Frank (Stamp) is a grumpy old git. He doesn’t smile. He doesn’t sing. He doesn’t laugh. He doesn’t even like taking his wife, Marion (Redgrave), to singing practise. It’s hard to see why: happy doing everything from hip-hop and the Love Shack to AC/DC, The OAPz are a toe-tapping bunch of pensioners. Some of them can even dance the robot – intentionally.
But everything hits a bum note when Marion is told she's dying of cancer. She puts on a brave face. He scowls even more. His son (a curiously-accented Christopher Ecclestone) stops talking to him. Can Marion continue singing? Will Frank change his tune? Do The OAPz actually stand a chance of winning the upcoming choir contest?

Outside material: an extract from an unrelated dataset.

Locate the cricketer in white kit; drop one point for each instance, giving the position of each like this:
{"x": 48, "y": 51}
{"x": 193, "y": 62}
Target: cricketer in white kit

There are no prizes for guessing how it all turns out. It’s basically Sister Act, but with old white people instead of Whoopi Goldberg. But while Paul Andrew Williams’ drama may be a spreadsheet titled Feel-Good Drama that ticks all the necessary boxes, it’s also the most moving spreadsheet you’ve ever seen.
Jumping from The Cottage to this, Williams handles the tonal shift impeccably, doing all the right things – cameras lingering in hallways, hushed confrontations in kitchens. And the cast are great. Stamp glowers like a man possessed, Gemma Arterton is adorable as the enthusiastic choir leader and Redgrave's wide-eyed optimism is heart-wrenching. One beautiful scene where she sings True Colours will leave you crying buckets - but that's just the warm-up act for the rousing finale. The words "Come on, granddad!" have never sounded so adorable.
Sister Act 3: Back in the Nursing Home. And in no way is that a bad thing.